The Roth-Fillou-Palsson connection as networking art
Venue:Stockholm School of Economics, Soros Audium
In the 1960‘s artists in Iceland became better connected to artists on the European continent than they had ever been before. This was mainly due to Dieter Roth, who had moved to Reykjavik in the late 1950’s. He had kept his contacts in Switzerland and expanded his networking practices to Iceland. One of Roth‘s local collaborator was Magnús Pálsson (b. 1929), who is a highly respected figure in Icelandic art circles. He became head of a new experimental department in the School of Arts and Crafts in 1975, where he made intermedia a part of the school’s curriculum. As part of Roth’s international network he invited artists from Europe to teach at the school. One of them was Roth’s friend, Robert Filliou, who had elaborated his ideas on networks in the book Teaching and Learning as Performing arts. They corresponded to Magnús Pálsson’s approach to creative collaboration he was already familiar with from his early professional experience as stage designer. The lecture will focus on the Roth-Filliou-Palsson connections and how their visions and networking practices became an integrant part of the local art scene.

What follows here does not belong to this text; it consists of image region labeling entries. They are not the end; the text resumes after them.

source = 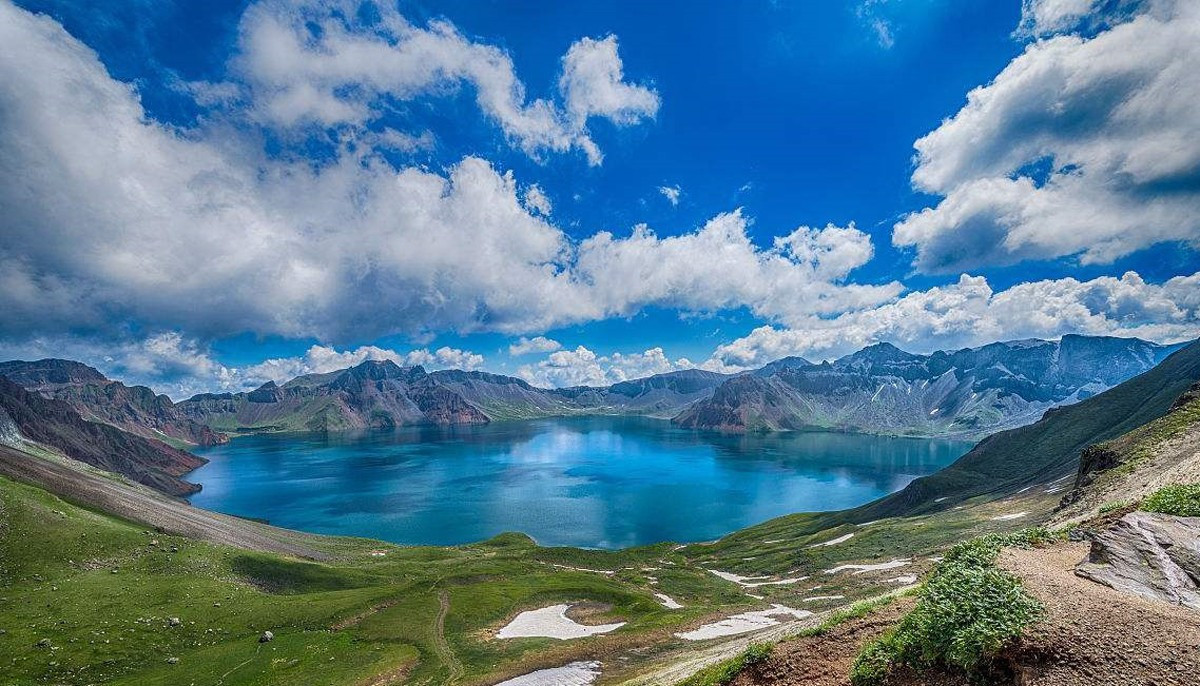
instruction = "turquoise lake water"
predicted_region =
[187,417,971,548]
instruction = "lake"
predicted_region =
[187,417,972,548]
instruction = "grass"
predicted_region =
[1140,483,1200,517]
[851,529,1060,686]
[678,643,775,686]
[0,479,745,686]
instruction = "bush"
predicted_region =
[851,529,1056,686]
[1141,483,1200,517]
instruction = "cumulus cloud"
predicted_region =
[235,0,659,164]
[659,185,683,207]
[893,0,1200,272]
[238,345,484,384]
[509,336,563,357]
[0,4,900,343]
[517,345,695,387]
[524,183,554,217]
[702,272,1200,372]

CV: Margrét Elísabet Ólafsdóttir is an independent writer and researcher at The Reykjavik Academy. She’s holds a Ph.D. in Aesthetics and Art Theory from the University of Paris 1 Sorbonne-Pantheon. She has been a teacher at the Iceland Academy of Arts since 2002, where she now gives course in Contemporary Art Theory and at the University of Iceland. She’s also worked an art critic, lecturer and recently as curator. She coordinated Pikslaverk festival of electronic arts (2010-2011) and was a member of a curatorial team of /Perspectives: on the convergences of art and philosophy/ at the Reykjavik Art Museum (2011). Last September she opened an exhibition on /Icelandic video art from 1975 to 1990/ at the Reykjavik Art Museum, based on her doctoral research. Margrét is a co-founder of Lorna, Association for Electronics Arts and Lorna Lab, a cross-disciplinary platform of art, science and technology.